An manchen Berlinale-Tagen kommt vieles zusammen. Filme, die scheinbar miteinander korrespondieren, die zu den Nachrichten des Tages eine unsichtbare Beziehung aufnehmen, auch zu den Kommentaren und Berichten der Magazine und Feuilletons. Manche Berlinale-Tage bewegen sich so in einem Netz von Neuigkeiten, von Sprache und Schrift. Der Freitag war so ein Tag, der ein solches Thema hatte. Zumindest hatte ich diesen Eindruck.

Polanskis "Ghost Writer"

Früh am Morgen lief der Film "Howl" des amerikanischen Regie-Duos Robert Epstein und Jeffrey Friedman, im Anschluss daran konnte man Roman Polanskis neuestes Werk "Ghost Writer" sehen.
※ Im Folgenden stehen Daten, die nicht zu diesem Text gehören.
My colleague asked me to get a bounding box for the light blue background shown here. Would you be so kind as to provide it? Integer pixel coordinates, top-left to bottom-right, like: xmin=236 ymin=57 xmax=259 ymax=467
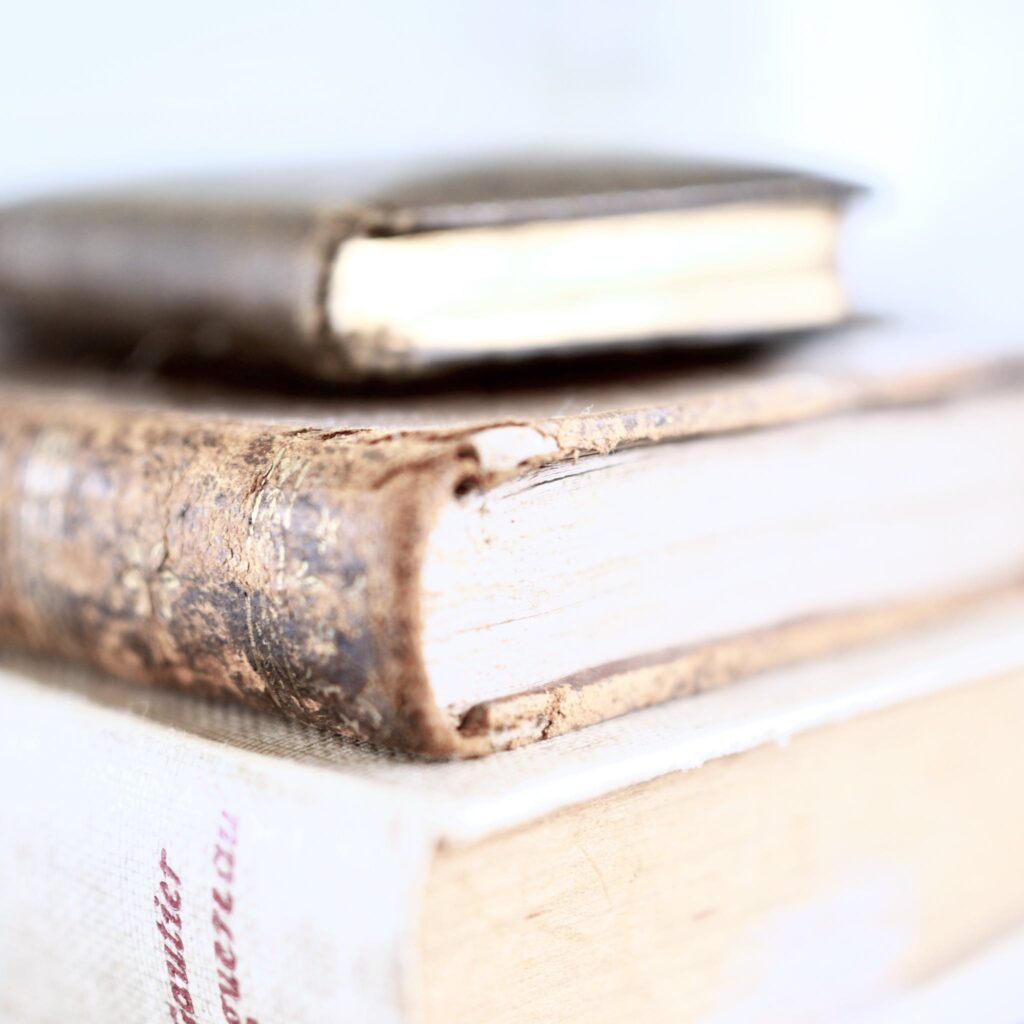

Natürlich könnte man jetzt über Polanski philosophieren und die Geschichte eines Schriftstellers, der die Memoiren für einen britischen Ex-Premier verfassen soll, in Beziehung setzen zu der derzeitigen Situation des Regisseurs. Die moralischen Fesseln des fiktiven Ghost Writers in dem Ferienhaus an der Küste mit den ganz realen am Fuße des Regisseurs in seinem Schweizer Chalet in Verbindung bringen. Geschenkt.

Mir ging ganz anderes durch den Kopf. Als ich am Freitag früh vor der ersten Vorstellung am Morgen die Zeitungen aufschlug und in den Kulturteilen blätterte, sprang mir die Diskussion über die Plagiatsvorwürfe gegen die junge Helene Hegemann entgegen. Stellungnahmen und Interviews, kritische sowie wohlwollende Stimmen. Und dann diese beiden Filme. Auch in ihnen ging es um Literatur und um die Frage, inwiefern das Geschriebene mit einem Selbst zu tun hat, auf welchen Erfahrungen es basieren solle oder gar müsse.
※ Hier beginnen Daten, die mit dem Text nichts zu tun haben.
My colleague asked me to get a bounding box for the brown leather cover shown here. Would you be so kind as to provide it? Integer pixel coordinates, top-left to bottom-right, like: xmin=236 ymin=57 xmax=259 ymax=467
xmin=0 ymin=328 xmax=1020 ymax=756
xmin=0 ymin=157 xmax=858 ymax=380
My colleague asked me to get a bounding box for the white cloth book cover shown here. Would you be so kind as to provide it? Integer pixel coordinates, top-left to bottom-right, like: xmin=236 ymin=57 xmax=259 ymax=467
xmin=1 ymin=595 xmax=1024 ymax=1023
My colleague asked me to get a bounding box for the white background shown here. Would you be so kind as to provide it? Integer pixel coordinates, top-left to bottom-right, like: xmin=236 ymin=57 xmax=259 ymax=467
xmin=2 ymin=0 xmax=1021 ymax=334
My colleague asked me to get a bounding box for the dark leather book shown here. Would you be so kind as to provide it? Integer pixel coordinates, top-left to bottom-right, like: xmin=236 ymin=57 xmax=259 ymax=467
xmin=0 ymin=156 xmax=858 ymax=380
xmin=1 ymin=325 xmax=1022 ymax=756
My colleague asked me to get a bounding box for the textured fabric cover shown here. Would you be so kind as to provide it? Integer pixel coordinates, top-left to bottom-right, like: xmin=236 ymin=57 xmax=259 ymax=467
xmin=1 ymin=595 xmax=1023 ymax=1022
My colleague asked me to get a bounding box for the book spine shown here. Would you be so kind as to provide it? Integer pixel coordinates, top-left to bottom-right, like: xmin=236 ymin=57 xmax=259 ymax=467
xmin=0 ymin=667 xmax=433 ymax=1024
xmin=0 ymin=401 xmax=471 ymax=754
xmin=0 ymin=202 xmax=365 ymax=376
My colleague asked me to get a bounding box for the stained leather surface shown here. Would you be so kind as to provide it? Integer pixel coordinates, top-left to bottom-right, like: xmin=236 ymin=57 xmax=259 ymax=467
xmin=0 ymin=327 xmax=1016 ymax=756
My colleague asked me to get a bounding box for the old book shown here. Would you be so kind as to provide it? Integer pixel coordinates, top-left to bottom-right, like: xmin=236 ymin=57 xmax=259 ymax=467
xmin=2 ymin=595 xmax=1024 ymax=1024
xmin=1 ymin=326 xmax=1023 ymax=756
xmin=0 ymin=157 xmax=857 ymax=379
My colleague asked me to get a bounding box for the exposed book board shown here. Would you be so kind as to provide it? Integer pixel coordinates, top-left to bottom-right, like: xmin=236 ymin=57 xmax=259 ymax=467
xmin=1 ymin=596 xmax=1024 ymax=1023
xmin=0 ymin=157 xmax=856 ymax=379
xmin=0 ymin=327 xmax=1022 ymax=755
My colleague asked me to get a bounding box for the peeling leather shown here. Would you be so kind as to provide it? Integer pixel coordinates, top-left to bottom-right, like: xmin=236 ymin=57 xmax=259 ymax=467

"Howl" von Robert Epstein und Jeffrey Friedman

"Howl" ist eine Auseinandersetzung mit einem Gedicht des Beatnik-Poeten Alan Ginsberg aus dem Jahre 1955. Das führte damals aufgrund seiner Thematik und drastischen Sprache zu Protesten amerikanischer Konservativer. Auch zu einem Gerichtsverfahren. Der Vorwurf, obszönes Schrifttum zu verbreiten, wurde am Ende fallengelassen. "Ghost Writer" schließlich stellt hinter seiner eleganten Thrilleroberfläche Fragen: Darf man für einen anderen Menschen arbeiten, das heißt in diesem Falle Schreiben, wenn dieser Mensch moralisch verwerflich handelt? Und: Kann man sich überhaupt "hineindenken" in das Leben eines Anderen, das man doch möglichst wahrhaftig zu Papier bringen soll?
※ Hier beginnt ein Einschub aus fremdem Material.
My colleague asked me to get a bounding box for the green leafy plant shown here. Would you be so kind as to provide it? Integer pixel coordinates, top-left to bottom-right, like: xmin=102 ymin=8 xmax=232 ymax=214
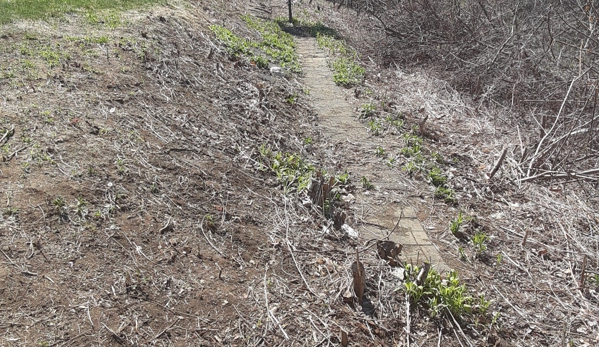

Ein Freund des Beat-schriftstellers Allen Ginsberg war Jack Kerouac, der in "Howl" auch auftaucht. Der Name Kerouac fällt öfters in der Diskussion um Helene Hegemann. Überhaupt sind viele Wurzeln der Autorin, oder besser: der Blogger, bei denen sich Hegemann bedient hat, bei den amerikanischen Beatnik-Meistern zu finden. Polanskis Film nähert sich dem Thema von einer anderen Seite. Ihm geht es neben der klassischen Kinofabel auch um die Frage, inwiefern Texte, die doch eigentlich tatsächlich Geschehenes schildern sollen, auf fiktives oder sogar manipuliertes Material zurückgreifen. Und wem man in dem ganzen Spiel um Manuskripte überhaupt noch trauen kann. Übrigens meldeten die Zeitungen genau an diesem Freitag, dass britische Geheimdienstmitarbeiter gemeinsam mit der CIA muslimische Terrorverdächtige verhört und gefoltert haben sollen. Das sind haargenau die Vorwürfe, die man dem britischen Ex-Premier im Polanski-Film macht. Alles Zufall? Alles Zufall! Aber auch wieder ein Beweis dafür, wie tief das Kino manchmal verwurzelt ist in den Zeitläuften, wie nah sich Film und Tagesgeschehen kommen können. Und wie ein Festivaltag das manchmal magisch verdichten kann.